Ah, Spring was in the air this weekend and it felt fantastic. I don’t know about you, but I woke up with a little it more pep in my step. When I took Mary for a walk yesterday, I just felt like a different person.
This is the time of year when my training clients start working on building up their race schedules. And this is also the time of year when I started hearing from runners about writing training schedules for spring, summer, and fall races.
As a running coach, I receive many inquiries about races mixed with a lot of hesitation. First time racers are often the most excited and reluctant to dive in to their racing debut. I absolutely understand this. It can be scary and overwhelming.
In many ways, signing up for a first race reminds of me walking into a new gym for the first time. We often have many of the same questions. What will the atmosphere be like? Will they immediately know that I don’t belong here? What if I get started and then am totally lost? What if I collapse and can’t make it through?
These are legit concerns. However, I can assure you that in almost any race you choose to partake in, you will be one of many first time racers. 99% of races are both welcoming and meant to be for first timers. Below are some tips to help you with first time racing.
First, decide on a distance: If you are new to running and racing, I would recommend trying a 5k (3.1 miles). This is a manageable distance for almost any level of runner. Most 5k’s even have a walking option and allow ample time for walkers.
Not feeling the 5k? No problem. There are plenty of other distances. Just because you have never run or never raced doesn’t mean you can’t do another distance. In fact, I have coached dozens of first time runners who jumped right into the marathon distance. Just be aware that you will need to allow yourself ample time to train. First time runners and marathoners will want to plan on some extra training time to prepare themselves.
Do your research and find a race that suits your style: Just like runners, races come in all shapes and sizes. There are road races and trail races. You can find a fun race like a color run or something more intense like a mud run. Some races are flat while others pride themselves on butt kicking hills. Courses can be an out and back (meaning you will see the same views twice) or a winding loop. Races can hold just a few hundred runners while big events like major marathons welcome tens of thousands of runners.

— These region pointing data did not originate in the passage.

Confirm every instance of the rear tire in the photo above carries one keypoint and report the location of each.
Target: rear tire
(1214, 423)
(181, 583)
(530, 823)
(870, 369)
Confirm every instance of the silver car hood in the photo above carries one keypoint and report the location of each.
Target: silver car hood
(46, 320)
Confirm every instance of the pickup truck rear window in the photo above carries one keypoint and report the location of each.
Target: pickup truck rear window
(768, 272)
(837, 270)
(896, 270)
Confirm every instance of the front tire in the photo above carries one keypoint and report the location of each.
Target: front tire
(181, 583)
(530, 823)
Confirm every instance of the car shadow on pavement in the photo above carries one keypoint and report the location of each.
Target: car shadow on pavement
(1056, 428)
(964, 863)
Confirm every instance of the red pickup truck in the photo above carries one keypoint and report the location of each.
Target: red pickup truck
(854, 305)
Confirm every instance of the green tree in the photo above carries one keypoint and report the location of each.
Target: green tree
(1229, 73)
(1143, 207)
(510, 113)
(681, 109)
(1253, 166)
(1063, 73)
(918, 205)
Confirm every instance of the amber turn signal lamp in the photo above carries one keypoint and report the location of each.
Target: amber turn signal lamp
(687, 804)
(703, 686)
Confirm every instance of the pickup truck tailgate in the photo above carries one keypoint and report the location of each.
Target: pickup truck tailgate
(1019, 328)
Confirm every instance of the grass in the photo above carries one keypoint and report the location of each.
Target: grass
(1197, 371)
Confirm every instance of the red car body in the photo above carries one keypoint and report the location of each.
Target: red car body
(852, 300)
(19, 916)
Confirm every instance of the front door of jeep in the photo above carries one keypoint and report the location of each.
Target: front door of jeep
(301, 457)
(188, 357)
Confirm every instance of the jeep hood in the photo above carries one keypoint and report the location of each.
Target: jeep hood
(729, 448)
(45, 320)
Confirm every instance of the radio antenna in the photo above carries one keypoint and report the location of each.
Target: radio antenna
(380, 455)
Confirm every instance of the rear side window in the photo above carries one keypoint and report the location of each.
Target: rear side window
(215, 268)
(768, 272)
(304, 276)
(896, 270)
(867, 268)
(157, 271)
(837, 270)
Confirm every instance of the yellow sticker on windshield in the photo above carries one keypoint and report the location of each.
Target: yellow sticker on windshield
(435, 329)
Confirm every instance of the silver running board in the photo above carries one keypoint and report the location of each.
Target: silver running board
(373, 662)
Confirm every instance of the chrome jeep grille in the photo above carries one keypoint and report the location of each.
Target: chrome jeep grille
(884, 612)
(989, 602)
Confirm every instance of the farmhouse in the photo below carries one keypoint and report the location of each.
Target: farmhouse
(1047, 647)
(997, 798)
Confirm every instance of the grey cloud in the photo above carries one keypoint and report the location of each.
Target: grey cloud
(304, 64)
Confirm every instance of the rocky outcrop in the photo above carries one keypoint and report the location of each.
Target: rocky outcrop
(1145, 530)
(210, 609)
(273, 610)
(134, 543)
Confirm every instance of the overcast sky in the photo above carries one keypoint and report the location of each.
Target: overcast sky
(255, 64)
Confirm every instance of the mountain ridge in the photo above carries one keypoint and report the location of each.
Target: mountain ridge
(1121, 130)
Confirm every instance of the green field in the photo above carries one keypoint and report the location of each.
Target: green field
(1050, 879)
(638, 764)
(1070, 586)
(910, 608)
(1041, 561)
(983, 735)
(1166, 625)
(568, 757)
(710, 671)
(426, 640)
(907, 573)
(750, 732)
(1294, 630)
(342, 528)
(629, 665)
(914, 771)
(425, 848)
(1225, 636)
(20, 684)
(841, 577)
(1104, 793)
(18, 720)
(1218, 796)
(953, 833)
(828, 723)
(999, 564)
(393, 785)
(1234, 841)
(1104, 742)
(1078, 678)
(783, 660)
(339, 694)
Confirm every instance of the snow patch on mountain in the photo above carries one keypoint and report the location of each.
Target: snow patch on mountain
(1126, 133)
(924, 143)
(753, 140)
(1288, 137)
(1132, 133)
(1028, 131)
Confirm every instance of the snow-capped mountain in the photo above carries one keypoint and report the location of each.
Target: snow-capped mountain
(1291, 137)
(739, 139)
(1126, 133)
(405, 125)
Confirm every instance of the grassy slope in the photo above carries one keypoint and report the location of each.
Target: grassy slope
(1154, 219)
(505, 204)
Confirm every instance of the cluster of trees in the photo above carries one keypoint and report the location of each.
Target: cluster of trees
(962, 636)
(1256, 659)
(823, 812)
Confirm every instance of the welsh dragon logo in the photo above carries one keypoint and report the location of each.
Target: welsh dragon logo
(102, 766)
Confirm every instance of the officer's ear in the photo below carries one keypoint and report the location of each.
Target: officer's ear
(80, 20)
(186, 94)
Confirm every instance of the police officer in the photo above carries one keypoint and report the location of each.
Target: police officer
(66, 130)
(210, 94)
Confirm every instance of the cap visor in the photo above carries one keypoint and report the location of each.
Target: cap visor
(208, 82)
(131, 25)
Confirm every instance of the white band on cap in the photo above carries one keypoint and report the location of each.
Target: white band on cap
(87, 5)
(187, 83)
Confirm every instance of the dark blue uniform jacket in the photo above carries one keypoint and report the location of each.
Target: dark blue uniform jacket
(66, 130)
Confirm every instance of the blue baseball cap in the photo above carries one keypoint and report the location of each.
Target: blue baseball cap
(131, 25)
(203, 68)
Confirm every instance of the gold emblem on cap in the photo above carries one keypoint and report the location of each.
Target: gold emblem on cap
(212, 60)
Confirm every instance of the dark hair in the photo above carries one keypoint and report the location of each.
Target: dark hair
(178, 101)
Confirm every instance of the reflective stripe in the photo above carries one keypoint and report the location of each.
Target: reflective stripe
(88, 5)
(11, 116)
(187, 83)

Take some time and decide what will feel best for you. Some people like to start with smaller, less overwhelming events. Others prefer to feel like they are one of many thousand, where they will blend in a bit more. Perhaps you want to run solo or maybe you want to do a relay.
Websites like Running In The USA archive races by state, date, and race type. You are certain to find something to suit your style there.
Find a plan: The best way to enjoy race day is to feel prepared. For almost any race distance, this doesn’t mean you have to give up your entire life for several months. If your goal is to simply finish, you can find a plan that will accommodate your style. Take the time to follow a plan and I can assure you that your experience will be far better than had you not prepared.
Get there early: Arrive early. Find the porta-potties and use them. Look for the start and listen for any announcements. Make sure you look at a race map ahead of time. I have a great friend who is a fantastic runner and he is notorious for getting off course during races. Lucky for him, he is super speedy and often still places or wins!
I also recommend finding the appropriate corral for your pace. One of the best things you can take advantage of for first time racing is the pacers. Find the runners carrying flags with times listed. Jump in with your projected finish time and you will have a lot of assistance and likely meet a bunch of new friends.
Don’t try anything new: If you want to know from experience how I can pick out first time racers, there are a few things I notice. As a general rule, you should not change anything up on race day. Wear the same clothes you trained in (shoes, socks, shirt, and shorts/pants).
At Grandma’s Marathon last year they gave out race socks. I saw several people who wore those socks on race day. Almost any experienced runner would know that this is a recipe for massive blisters. Another dangerous thing to do is wear the race shirt you are given with your packet. Gentleman, I have seen many, many a bloody nipple(s) on those runners who try their shirts out on race day. The best guarantee that you won’t chafe or bleed is to wear what you know works for you.
Have fun and know that everyone was a first time runner/racer at some point. Running is one of the most inclusive activities I have ever experienced. It is very rare to meet a runner who isn’t thrilled to see someone new join the bunch. It doesn’t matter how fast or slow you are. We don’t care if you are doing 3 miles or an ultra. We just love having you join our team!
What is your best advice for first time racing?